Der Ausflug lohnt sich, denn in dem 1000-Seelen-Ort versammelt sich fast alles, was das Moseltal zwischen Koblenz und Trier ausmacht: Geschichtsträchtiger Boden, tolle Panoramen, Wanderwege und Wein von Namen und Rang. Nur Burgen fehlen. Aber man kann ja nicht alles haben.
Sehenswertes in Trittenheim
Mit dem Auto sind es gut 30 Minuten ab Bernkastel-Kues. Doch bei einer Schifffahrt wird schon die Anreise zum Vergnügen. Flussaufwärts schiebt sich der Ausflugsdampfer gemächlich an Wintrich, Piesport und Neumagen-Dhron vorbei, um nach gemütlichen zwei Stunden in Trittenheim einzutrudeln.
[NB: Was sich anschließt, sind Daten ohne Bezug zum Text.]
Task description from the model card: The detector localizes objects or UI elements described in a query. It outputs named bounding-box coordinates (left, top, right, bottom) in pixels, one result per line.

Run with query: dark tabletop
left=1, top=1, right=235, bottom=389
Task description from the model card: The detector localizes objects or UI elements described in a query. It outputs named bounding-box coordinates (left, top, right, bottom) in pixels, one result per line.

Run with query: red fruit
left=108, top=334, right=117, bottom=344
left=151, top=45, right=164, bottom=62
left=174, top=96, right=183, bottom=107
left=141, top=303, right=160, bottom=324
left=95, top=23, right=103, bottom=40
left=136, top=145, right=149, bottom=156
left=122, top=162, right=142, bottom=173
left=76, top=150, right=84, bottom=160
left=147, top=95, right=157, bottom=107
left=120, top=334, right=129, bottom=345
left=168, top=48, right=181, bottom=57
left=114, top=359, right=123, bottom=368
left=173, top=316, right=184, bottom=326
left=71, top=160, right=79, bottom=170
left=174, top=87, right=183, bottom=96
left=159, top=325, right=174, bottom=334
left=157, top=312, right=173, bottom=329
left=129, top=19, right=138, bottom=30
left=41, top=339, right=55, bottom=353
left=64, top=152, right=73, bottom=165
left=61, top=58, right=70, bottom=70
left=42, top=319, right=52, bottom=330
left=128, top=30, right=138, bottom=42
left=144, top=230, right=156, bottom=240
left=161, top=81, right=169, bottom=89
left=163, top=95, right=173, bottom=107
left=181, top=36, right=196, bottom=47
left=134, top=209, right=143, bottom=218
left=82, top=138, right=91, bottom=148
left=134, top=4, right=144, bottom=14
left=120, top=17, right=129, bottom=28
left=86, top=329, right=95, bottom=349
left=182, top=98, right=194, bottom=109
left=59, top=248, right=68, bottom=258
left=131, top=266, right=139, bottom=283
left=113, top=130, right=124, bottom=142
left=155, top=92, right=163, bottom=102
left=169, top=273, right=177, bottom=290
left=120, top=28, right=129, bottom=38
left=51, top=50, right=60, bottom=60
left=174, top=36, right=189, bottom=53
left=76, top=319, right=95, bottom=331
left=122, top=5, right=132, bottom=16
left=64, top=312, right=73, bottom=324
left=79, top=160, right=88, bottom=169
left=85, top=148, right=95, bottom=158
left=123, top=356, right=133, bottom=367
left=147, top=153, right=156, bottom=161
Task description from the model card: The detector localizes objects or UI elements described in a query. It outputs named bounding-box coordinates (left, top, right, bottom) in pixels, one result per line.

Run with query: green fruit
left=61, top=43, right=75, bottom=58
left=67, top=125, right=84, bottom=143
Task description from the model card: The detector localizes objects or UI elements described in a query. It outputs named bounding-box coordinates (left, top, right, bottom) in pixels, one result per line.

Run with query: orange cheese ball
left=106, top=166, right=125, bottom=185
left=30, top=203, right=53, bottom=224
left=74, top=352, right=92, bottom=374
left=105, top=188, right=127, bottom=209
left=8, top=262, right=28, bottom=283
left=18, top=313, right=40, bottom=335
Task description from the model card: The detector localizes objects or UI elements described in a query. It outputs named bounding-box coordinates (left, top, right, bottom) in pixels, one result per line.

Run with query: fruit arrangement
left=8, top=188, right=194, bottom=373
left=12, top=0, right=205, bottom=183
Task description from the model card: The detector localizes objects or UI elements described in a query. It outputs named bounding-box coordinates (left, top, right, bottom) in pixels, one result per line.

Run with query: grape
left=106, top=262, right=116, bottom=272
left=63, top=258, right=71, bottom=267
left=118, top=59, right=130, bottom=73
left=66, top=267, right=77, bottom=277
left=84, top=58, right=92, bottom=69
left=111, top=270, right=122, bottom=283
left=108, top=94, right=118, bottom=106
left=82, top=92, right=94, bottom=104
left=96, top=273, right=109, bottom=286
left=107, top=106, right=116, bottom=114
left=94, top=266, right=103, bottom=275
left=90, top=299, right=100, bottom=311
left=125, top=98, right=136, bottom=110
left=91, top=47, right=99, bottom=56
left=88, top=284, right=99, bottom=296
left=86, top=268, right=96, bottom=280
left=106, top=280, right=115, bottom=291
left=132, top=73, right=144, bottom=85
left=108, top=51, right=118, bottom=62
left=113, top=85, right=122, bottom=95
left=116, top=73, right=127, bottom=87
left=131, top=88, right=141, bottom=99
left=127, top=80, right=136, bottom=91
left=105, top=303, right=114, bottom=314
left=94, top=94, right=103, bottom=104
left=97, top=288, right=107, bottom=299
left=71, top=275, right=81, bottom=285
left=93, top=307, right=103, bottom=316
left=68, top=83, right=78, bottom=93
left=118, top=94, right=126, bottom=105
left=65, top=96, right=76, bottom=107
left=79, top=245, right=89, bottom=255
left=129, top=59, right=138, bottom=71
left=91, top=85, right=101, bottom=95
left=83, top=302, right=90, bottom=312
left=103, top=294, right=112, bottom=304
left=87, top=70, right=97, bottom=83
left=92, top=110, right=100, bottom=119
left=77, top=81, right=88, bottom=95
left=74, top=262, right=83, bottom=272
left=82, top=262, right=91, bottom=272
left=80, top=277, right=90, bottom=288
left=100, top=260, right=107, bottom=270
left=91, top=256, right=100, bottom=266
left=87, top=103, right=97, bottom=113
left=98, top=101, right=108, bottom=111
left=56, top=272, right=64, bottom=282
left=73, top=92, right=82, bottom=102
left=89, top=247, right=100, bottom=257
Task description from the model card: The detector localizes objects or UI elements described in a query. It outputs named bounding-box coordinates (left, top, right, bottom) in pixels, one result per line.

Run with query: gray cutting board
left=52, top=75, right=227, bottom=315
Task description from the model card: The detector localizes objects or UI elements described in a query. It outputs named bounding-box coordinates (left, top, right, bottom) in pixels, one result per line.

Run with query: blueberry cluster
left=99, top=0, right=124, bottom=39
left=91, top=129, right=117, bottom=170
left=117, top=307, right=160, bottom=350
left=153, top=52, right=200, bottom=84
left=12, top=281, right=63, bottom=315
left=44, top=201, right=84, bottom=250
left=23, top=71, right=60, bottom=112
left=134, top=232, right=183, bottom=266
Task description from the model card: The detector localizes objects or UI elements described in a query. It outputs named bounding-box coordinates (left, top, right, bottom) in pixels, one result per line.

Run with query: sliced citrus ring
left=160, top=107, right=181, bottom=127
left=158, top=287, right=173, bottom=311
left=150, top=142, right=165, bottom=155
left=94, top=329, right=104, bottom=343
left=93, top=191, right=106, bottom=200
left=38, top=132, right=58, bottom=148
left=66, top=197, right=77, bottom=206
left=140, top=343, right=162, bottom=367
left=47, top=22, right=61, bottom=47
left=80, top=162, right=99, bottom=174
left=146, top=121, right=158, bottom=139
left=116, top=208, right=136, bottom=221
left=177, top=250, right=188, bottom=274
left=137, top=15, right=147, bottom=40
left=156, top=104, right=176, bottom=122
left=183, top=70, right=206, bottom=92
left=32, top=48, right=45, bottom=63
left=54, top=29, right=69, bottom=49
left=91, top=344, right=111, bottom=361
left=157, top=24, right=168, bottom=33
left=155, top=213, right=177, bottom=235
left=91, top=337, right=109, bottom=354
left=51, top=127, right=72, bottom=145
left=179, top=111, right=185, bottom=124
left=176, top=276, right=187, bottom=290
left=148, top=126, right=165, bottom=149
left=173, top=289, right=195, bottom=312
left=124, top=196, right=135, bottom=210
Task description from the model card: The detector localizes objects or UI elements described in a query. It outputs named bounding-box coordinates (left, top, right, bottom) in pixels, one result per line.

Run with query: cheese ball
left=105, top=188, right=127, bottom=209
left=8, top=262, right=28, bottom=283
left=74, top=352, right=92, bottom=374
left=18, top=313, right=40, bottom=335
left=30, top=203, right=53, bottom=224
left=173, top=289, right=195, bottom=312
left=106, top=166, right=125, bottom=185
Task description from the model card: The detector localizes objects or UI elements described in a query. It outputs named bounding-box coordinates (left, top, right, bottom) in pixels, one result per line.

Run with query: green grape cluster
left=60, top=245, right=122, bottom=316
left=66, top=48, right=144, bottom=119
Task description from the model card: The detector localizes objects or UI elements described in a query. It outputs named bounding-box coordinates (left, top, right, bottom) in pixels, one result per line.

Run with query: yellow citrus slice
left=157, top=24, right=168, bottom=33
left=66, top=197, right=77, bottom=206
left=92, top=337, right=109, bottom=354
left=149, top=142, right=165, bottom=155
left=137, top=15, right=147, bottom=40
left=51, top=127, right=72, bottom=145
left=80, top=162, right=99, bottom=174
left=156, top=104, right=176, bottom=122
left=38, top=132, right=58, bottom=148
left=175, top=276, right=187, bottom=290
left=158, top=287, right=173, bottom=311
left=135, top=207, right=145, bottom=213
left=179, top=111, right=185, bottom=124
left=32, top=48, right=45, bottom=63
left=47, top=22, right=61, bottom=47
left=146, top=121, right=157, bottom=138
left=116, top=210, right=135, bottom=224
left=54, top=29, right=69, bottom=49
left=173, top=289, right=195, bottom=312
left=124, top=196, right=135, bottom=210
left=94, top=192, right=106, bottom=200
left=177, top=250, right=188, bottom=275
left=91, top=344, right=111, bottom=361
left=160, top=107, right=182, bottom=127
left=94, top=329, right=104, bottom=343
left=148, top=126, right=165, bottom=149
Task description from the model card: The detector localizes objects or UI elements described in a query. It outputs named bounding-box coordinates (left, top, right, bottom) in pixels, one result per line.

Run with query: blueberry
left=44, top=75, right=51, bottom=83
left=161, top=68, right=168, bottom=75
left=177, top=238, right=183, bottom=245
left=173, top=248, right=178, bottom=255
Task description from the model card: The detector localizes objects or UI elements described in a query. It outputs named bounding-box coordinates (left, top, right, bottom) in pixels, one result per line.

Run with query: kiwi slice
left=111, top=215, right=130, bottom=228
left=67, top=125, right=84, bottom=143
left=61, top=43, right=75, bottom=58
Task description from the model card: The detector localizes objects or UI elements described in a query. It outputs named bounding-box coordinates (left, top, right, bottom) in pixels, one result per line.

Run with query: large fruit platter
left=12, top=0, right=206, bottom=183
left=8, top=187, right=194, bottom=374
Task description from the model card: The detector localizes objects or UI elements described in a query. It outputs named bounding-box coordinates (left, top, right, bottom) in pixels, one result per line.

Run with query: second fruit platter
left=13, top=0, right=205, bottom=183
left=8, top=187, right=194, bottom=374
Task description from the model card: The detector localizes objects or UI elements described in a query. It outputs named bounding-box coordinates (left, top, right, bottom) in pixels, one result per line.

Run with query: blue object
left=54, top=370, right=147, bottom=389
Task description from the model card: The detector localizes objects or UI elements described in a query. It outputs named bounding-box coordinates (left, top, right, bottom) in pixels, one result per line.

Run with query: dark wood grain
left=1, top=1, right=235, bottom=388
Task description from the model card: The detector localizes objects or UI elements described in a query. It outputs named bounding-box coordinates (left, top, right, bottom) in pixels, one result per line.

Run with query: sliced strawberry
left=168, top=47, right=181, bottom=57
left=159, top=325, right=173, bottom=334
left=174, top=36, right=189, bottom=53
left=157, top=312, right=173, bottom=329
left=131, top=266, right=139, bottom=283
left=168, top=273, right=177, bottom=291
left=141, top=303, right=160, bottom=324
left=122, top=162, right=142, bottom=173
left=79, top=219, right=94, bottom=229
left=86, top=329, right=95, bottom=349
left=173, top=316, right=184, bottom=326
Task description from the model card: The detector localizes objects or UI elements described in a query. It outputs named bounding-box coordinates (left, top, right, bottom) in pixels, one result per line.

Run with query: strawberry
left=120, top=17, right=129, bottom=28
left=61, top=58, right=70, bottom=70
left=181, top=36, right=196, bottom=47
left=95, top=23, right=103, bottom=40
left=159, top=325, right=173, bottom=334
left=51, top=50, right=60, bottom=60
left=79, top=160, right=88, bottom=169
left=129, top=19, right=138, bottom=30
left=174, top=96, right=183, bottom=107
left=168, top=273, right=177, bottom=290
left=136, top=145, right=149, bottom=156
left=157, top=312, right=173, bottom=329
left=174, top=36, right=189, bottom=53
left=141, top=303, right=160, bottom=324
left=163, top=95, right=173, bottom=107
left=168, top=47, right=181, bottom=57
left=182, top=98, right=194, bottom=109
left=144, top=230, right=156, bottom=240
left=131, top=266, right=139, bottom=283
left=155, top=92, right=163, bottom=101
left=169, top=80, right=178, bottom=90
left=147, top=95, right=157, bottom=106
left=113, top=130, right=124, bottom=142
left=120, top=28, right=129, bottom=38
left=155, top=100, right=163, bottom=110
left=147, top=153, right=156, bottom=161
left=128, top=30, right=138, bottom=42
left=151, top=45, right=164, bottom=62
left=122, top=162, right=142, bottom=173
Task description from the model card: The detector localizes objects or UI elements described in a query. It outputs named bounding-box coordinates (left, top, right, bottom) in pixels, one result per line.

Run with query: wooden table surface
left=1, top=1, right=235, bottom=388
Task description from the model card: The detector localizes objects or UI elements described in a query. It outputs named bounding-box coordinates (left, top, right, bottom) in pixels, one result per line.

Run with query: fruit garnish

Der Weinort liegt eingebettet in einer prominenten Moselschleife, die man besten von der Zummethöhe im Nachbarort Leiwen begutachten kann. Die Steilhänge in der Flusskurve sind eine Augenweide. Egal, ob Nebel über dem Wasser hängt oder die Sonne glitzernde Muster auf die Mosel malt.
Im Dorf drängeln sich die Häuser dicht an dicht, umzingelt von grünen Wingerten. Die wohl ungewöhnlichste Sehenswürdigkeit ist der Alte Brückenkopf, ein über 100 Jahre altes Überbleibsel der ersten und längst ersetzten Moselbrücke. Das Bauwerk blieb beim Abriss des Vorgängers unberührt, weil es der Fledermausart Großes Mausohr als Wochenstube dient. An Pfingsten wird eine Plane zwischen dem alten und dem neuen Brückenkopf gespannt, damit man vor Regen geschützt „unter den Brücken” feiern an. Zum Beispiel das Jungwinzerfest.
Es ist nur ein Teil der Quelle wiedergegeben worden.